Fundamentals of IT Law

Legal Issues in Internet Banking

The banking industry is being reshaped by globalization, competition and innovation and customer needs. Due to the emergence of a knowledge-based economy and society as information and communication technology (ICT) advanced, banking services have undergone profound changes during the last period.

The last decade has witnessed a drastic change in the economic and banking environment all over the world. With the economic and financial sector reforms introduced in the country since 1990s, the operating environment for banks in India has also undergone a rapid change. The process of deregulation and reforms in the Indian banking system resulted in the creation of an efficient and competitive banking system. Deregulation has opened up new vistas for banks to increase their revenues by diversifying into universal banking, investment banking, bank assurance, mortgage financing, depository services, securitization, personal banking, etc. An inevitable result of globalization is that it increases the soundness of the financial system as a whole and facilitates global competition. At the same time, liberalization has opened the turf to new players and brought greater competition among banks. To survive in this competition, the information and communication technology significantly contributed to the exponential growth and profit of financial institutions worldwide.

The most important factor in the development of banking is Information and Communication Technology (ICT) which enables banks to create sophisticated products, to have a better market infrastructure and to reach geographically distant and diversified markets.[1] The customers today require more personalized banking products and services and they expect to access such product and services at any time and any place, as well as they, are looking for simplicity in their day-to-day banking.

Internet Banking also is known as E-Banking is defined as the automated delivery of new and traditional banking products and services through electronic, interactive communication channels. Through e-banking individuals and corporate customers can access accounts, transact business, transfer funds or obtain information on products and services through electronic media without any paper transactions.[2] For many customers e-banking means 24 hours access to cash through ATM or direct deposit of paycheques into a savings account but electronic banking involves different types of transactions. E-banking also means transferring funds electronically with the use of computers and other electronic modes. It allows customers to automate cash receipt payment.

1.1 Difference between Traditional Banking and Internet Banking

As internet commercialization emerged in early 1990s, conventional ‘bricks and mortar’ banks started to inquire ways to providing limited online facilities to decrease operating costs. The success of these early attempts led several banks to increase their internet availability with enhanced websites that featured the capability to download forms, open new accounts and process loan applications. The term online banking referred to the usage of a keyboard, terminal and computer monitor or television to access one’s bank account utilizing landline telephone. The difference between the traditional ‘brick and mortar’ banking and internet banking is provided as[3]
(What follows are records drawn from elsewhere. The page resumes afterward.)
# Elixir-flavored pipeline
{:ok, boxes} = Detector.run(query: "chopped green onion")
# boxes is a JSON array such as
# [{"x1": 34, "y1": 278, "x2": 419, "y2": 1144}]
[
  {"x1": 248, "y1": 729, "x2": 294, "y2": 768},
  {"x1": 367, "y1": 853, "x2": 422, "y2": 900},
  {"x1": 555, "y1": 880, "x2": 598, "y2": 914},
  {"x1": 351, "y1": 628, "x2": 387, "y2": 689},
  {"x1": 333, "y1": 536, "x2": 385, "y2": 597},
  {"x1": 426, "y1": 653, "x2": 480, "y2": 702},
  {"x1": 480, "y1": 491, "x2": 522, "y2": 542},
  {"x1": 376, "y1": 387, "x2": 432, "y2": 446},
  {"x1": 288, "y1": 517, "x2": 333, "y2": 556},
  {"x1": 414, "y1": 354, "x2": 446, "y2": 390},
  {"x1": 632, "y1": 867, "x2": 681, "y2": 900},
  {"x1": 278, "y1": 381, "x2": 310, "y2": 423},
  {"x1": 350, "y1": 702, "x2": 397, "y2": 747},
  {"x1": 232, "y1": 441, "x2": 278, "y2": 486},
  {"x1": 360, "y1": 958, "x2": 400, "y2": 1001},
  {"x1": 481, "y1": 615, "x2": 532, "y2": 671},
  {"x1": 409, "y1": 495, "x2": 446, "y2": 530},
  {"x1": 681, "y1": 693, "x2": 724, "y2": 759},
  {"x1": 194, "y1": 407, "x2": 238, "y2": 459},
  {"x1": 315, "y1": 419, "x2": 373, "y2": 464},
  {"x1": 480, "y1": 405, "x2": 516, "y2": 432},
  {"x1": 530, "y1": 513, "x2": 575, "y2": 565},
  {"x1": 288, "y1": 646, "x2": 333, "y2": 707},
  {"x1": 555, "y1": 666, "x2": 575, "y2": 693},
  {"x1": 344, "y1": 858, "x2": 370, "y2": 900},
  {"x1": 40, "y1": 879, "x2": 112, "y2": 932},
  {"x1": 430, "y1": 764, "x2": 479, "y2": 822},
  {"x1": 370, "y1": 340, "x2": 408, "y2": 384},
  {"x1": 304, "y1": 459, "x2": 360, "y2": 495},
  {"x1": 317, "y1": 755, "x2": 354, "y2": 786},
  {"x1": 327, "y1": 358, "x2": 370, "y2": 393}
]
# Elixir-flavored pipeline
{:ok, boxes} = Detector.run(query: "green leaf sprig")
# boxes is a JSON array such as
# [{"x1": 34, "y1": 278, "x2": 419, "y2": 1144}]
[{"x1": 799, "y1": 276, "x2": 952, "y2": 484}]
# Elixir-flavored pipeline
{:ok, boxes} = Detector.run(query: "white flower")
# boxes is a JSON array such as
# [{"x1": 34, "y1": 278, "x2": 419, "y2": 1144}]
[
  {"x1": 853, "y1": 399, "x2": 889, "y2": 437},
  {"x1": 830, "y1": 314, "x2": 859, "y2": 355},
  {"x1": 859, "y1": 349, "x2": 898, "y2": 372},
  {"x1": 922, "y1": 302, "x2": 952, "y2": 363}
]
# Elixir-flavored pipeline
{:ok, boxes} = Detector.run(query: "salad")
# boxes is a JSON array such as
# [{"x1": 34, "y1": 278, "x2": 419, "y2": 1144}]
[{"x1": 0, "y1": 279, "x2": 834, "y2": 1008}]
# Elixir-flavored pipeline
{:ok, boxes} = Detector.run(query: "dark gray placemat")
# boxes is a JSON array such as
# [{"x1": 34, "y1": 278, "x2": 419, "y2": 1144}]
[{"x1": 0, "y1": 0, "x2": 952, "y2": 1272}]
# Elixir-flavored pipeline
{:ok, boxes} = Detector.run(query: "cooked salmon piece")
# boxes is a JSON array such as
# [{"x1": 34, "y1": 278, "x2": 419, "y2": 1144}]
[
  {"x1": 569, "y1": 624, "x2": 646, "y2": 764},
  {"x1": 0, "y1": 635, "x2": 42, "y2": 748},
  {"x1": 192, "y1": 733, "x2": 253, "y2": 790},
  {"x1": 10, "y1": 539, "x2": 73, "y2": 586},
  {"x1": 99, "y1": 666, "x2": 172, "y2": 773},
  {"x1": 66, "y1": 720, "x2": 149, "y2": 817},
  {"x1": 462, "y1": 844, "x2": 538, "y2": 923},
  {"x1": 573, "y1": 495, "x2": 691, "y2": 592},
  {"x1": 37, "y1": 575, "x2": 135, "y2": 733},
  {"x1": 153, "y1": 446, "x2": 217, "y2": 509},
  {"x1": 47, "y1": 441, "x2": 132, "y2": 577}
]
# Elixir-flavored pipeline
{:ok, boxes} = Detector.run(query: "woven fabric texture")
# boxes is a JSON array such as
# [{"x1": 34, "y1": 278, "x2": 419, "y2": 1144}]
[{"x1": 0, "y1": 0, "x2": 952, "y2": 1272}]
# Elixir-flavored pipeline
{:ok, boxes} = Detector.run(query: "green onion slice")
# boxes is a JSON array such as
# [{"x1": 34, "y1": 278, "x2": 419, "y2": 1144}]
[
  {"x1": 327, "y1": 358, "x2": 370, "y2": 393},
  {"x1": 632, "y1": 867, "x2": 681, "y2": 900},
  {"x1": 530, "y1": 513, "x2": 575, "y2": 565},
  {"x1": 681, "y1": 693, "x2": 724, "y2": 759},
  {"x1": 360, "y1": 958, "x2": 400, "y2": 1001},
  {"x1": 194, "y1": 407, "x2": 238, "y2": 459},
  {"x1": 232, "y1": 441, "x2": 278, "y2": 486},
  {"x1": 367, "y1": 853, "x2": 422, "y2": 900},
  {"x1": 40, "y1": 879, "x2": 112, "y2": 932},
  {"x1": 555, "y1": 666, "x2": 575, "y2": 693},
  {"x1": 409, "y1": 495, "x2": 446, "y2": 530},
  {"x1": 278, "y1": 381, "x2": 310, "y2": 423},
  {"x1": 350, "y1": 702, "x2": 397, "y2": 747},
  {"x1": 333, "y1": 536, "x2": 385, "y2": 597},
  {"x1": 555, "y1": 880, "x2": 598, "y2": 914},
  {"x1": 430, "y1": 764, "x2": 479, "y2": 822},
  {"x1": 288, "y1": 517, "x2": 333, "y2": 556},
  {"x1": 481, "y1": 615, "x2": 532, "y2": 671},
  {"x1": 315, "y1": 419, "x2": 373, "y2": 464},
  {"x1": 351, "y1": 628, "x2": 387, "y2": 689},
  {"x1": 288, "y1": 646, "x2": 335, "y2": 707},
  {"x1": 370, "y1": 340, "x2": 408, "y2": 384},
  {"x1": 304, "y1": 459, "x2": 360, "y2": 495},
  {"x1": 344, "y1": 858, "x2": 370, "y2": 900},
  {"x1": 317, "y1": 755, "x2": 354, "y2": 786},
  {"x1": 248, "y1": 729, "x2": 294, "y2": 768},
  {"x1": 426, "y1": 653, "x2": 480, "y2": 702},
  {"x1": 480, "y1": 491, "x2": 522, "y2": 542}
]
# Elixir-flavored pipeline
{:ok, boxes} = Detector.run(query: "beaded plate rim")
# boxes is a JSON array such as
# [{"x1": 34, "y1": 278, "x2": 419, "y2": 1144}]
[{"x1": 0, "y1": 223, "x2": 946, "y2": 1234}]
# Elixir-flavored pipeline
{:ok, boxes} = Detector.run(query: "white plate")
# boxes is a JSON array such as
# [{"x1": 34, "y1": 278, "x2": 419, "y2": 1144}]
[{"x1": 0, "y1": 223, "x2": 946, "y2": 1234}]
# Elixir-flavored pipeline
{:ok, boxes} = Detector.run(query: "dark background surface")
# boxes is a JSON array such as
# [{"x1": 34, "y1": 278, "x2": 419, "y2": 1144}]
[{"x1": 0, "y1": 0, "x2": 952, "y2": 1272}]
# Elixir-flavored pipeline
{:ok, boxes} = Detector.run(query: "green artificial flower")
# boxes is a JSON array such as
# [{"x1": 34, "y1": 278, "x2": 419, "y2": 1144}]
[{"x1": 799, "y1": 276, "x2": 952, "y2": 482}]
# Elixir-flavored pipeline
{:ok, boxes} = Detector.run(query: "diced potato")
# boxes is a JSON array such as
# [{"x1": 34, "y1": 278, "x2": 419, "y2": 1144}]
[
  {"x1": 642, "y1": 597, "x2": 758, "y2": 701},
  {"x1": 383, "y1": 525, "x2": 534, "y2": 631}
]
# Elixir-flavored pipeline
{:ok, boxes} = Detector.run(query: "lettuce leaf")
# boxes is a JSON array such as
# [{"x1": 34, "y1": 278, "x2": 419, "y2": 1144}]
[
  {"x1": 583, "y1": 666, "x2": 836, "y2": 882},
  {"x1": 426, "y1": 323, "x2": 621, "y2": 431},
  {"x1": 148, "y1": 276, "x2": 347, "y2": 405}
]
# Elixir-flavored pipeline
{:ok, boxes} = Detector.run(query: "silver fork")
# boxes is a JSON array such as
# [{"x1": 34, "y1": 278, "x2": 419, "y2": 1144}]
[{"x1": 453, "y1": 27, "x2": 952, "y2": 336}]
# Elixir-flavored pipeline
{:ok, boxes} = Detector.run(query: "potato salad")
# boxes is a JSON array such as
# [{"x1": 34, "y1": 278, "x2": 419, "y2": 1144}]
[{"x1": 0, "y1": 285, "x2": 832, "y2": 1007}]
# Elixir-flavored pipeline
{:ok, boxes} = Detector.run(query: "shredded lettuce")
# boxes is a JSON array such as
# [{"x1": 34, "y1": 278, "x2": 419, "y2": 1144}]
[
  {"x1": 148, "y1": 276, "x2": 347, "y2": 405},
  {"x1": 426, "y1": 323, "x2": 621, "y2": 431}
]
Traditional Banking Internet Banking
Manual record maintaining. Due to the emergence of the internet, the record maintaining was shifted to a mainframe, client/server for the IT infrastructure.
Traditional banking requires interaction with physical facilities, processes, and payments. The customers are also required to carry out transactions with having a physical presence in a particular geographical location. E-banking is a way of on-line transactions via the internet. It constructs an alternative channel by which customers can easily make a transaction anywhere-anytime and reduce the needs for financial intermediaries.
In brick and mortar banking, the services are more comfortable, the risk is less, and trust can be easily maintained because of personal contact. The services are more convenient, efficient and based on the market extension.
With relation to market scope, traditional banking is related to the physical transaction, customers centered and focused on the particular customers in a geographic boundary. On the other hand, e-banking is not confined to a particular area but the customers are connected with an internet connection with wide customers’ base and having the active participants.
From the cost point of view, traditional banking is having restricted networking, high transaction and operating cost. On the other hand, e-banking is having high technological cost, management cost, and high creational cost.
From the profit aspect, as the risk is low so profits are also low. In e-banking, profits are very high due to the variety of services offered but at the same time advertisement cost, commissions, service charges are very high. However, transaction costs and labor charges are quite low.